# Train K-Nearest Neighbor (KNN) Classifier

## Fetch MNIST Dataset 

In [1]:
import sklearn
from sklearn.datasets import fetch_openml
import numpy as np

In [2]:
mnist = fetch_openml('mnist_784', version=1, as_frame=False)

  warn(


## Split Data in Train and Test

In [3]:
mnist.keys()

dict_keys(['data', 'target', 'frame', 'categories', 'feature_names', 'target_names', 'DESCR', 'details', 'url'])

In [4]:
#X= data, y= target
X, y = mnist["data"], mnist["target"]
y = y.astype(np.uint8)
y.shape

(70000,)

In [5]:
#training set = 60000, test set = 10000 (total 70000)
X_train, X_test, y_train, y_test = X[:60000], X[60000:], y[:60000], y[60000:]

## Train KNN

In [6]:
from sklearn.neighbors import KNeighborsClassifier
knn_classifier = KNeighborsClassifier(weights='distance', n_neighbors=7)
knn_classifier.fit(X_train, y_train)

In [7]:
y_knn_pred = knn_classifier.predict(X_test)

In [8]:
from sklearn.metrics import accuracy_score
accuracy_score_knn = accuracy_score(y_test, y_knn_pred)
accuracy_score_knn

0.97

# Fine-tune Hyperparameters with Grid Search

In [9]:
from sklearn.model_selection import GridSearchCV
## GridSearchCV for KNN runs long, so I commented it out

# param_grid_knn_classifier = [{'weights': ["uniform", "distance"], 
#                             'n_neighbors': [3, 4, 5, 6]}]

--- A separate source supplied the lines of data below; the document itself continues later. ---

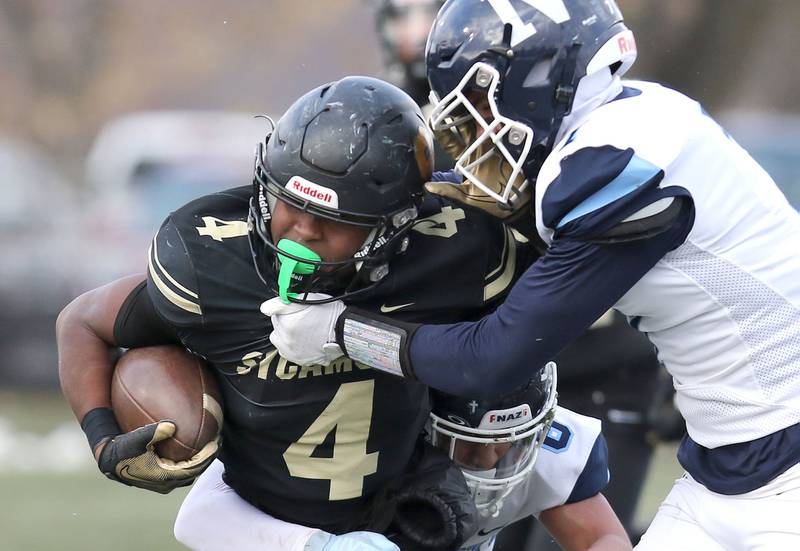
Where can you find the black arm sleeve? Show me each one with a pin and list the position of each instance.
(138, 324)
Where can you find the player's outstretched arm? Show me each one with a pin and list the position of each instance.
(588, 525)
(214, 518)
(85, 335)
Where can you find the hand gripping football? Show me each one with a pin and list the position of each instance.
(167, 383)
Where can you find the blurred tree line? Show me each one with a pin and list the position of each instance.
(68, 66)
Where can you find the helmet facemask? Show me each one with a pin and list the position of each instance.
(490, 149)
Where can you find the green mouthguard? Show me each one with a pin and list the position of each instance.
(291, 266)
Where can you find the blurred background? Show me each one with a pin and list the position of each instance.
(112, 113)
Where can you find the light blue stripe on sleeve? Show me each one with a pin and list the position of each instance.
(637, 173)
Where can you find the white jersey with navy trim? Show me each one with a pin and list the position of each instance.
(571, 466)
(723, 308)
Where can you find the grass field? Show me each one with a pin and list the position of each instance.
(44, 509)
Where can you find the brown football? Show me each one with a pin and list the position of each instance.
(167, 382)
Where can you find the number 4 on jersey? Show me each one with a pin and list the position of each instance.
(553, 9)
(349, 414)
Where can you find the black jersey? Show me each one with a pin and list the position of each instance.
(311, 444)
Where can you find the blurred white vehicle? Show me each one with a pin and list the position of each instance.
(144, 165)
(773, 139)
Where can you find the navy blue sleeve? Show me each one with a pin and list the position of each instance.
(594, 477)
(553, 302)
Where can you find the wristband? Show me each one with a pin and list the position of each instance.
(99, 424)
(377, 341)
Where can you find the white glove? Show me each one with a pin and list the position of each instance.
(305, 334)
(354, 541)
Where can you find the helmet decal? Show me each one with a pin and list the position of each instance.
(315, 193)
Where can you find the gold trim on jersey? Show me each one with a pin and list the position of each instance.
(213, 407)
(508, 264)
(154, 267)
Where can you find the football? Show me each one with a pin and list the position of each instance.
(167, 383)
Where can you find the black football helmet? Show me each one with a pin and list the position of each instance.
(520, 61)
(356, 151)
(516, 423)
(403, 27)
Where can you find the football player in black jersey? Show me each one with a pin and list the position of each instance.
(342, 175)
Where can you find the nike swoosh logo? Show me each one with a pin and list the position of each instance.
(386, 309)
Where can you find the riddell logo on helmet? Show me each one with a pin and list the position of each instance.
(313, 192)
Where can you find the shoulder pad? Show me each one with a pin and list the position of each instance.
(652, 220)
(171, 280)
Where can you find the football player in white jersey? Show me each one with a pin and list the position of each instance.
(644, 204)
(521, 455)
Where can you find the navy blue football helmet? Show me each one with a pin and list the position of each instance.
(504, 73)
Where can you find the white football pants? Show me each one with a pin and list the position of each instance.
(214, 518)
(693, 518)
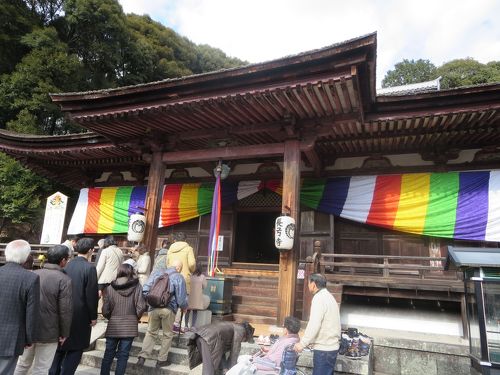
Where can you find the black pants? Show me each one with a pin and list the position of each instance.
(208, 365)
(65, 362)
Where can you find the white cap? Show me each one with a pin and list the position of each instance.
(132, 262)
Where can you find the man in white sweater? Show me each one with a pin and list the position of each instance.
(323, 328)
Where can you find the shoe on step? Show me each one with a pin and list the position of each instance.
(163, 363)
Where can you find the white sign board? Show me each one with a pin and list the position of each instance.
(53, 223)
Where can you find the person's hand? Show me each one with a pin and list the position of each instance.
(298, 347)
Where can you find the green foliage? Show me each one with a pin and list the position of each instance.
(97, 33)
(46, 11)
(15, 21)
(455, 73)
(21, 193)
(25, 105)
(409, 71)
(467, 72)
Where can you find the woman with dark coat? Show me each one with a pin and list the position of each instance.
(123, 305)
(84, 296)
(209, 344)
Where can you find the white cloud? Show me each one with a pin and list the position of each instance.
(260, 30)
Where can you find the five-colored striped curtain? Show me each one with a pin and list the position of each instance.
(461, 205)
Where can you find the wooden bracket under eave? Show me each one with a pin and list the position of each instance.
(314, 160)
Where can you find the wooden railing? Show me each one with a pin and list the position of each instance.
(385, 265)
(382, 271)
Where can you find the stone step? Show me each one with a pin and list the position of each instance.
(175, 355)
(269, 311)
(256, 300)
(93, 359)
(254, 319)
(252, 291)
(255, 282)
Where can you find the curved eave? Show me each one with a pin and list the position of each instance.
(340, 56)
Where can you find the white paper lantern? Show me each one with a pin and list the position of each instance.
(136, 227)
(284, 231)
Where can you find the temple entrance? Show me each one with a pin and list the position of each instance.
(255, 238)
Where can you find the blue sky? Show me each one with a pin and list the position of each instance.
(261, 30)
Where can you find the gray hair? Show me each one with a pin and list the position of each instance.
(180, 236)
(318, 279)
(17, 251)
(292, 324)
(57, 253)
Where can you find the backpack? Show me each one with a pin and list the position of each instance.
(288, 365)
(159, 294)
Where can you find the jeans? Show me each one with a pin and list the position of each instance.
(324, 362)
(193, 321)
(38, 357)
(119, 347)
(158, 318)
(65, 362)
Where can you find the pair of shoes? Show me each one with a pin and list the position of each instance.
(263, 340)
(163, 363)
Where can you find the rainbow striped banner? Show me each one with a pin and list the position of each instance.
(460, 205)
(107, 210)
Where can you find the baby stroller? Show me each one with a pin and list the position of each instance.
(288, 364)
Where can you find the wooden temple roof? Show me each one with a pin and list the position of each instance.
(326, 98)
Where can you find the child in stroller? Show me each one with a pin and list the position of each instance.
(279, 359)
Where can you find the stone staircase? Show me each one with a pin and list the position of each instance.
(91, 360)
(177, 355)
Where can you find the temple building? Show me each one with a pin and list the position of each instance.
(379, 184)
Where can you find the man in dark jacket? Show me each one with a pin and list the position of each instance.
(210, 343)
(20, 298)
(84, 284)
(55, 313)
(163, 316)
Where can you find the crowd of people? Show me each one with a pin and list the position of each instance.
(49, 313)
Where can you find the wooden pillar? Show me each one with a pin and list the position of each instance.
(154, 193)
(289, 259)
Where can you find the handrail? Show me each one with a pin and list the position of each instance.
(403, 257)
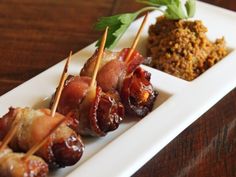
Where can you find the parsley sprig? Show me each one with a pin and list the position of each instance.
(118, 24)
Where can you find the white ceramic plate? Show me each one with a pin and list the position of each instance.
(180, 103)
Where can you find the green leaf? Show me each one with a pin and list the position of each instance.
(157, 3)
(190, 6)
(118, 24)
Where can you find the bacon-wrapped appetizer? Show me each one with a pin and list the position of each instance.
(63, 148)
(132, 82)
(13, 165)
(95, 111)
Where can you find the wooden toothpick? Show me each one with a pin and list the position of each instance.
(60, 87)
(10, 134)
(137, 37)
(38, 145)
(100, 54)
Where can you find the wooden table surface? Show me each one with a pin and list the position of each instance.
(37, 34)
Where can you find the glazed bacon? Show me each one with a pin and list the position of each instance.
(95, 111)
(132, 82)
(12, 165)
(113, 68)
(137, 93)
(63, 148)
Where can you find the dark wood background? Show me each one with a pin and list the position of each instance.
(37, 34)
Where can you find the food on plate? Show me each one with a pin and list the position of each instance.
(13, 165)
(63, 148)
(181, 48)
(95, 111)
(121, 72)
(96, 115)
(127, 78)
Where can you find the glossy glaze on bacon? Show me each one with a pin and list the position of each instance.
(95, 111)
(63, 148)
(12, 165)
(137, 93)
(127, 78)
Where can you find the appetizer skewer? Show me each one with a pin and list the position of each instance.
(63, 148)
(120, 71)
(12, 164)
(95, 111)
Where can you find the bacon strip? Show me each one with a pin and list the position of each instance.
(12, 165)
(132, 82)
(97, 113)
(64, 147)
(137, 93)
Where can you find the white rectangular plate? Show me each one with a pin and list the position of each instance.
(180, 103)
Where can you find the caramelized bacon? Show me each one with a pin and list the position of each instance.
(137, 93)
(63, 148)
(96, 113)
(113, 69)
(12, 165)
(100, 113)
(132, 82)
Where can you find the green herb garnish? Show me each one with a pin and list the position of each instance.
(118, 24)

# knn_classifier_grid = KNeighborsClassifier()
# grid_search_knn = GridSearchCV(knn_classifier_grid, param_grid_knn_classifier, cv=5, verbose=3)
# grid_search_knn.fit(X_train, y_train)

In [10]:
# grid_knn_best_params = grid_search_knn.best_params_
# grid_knn_best_params
# #output: {'n_neighbors': 4, 'weights': 'distance'}

In [11]:
# grid_knn_best_score = grid_search_knn.best_score_
# grid_knn_best_score
# #output: 0.9716166666666666

# Evaluate the best KNN model on the test set

In [12]:
from sklearn.metrics import accuracy_score
KNeighborsClassifier(weights='distance', n_neighbors=4)
best_knn_model = knn_classifier.fit(X_train, y_train)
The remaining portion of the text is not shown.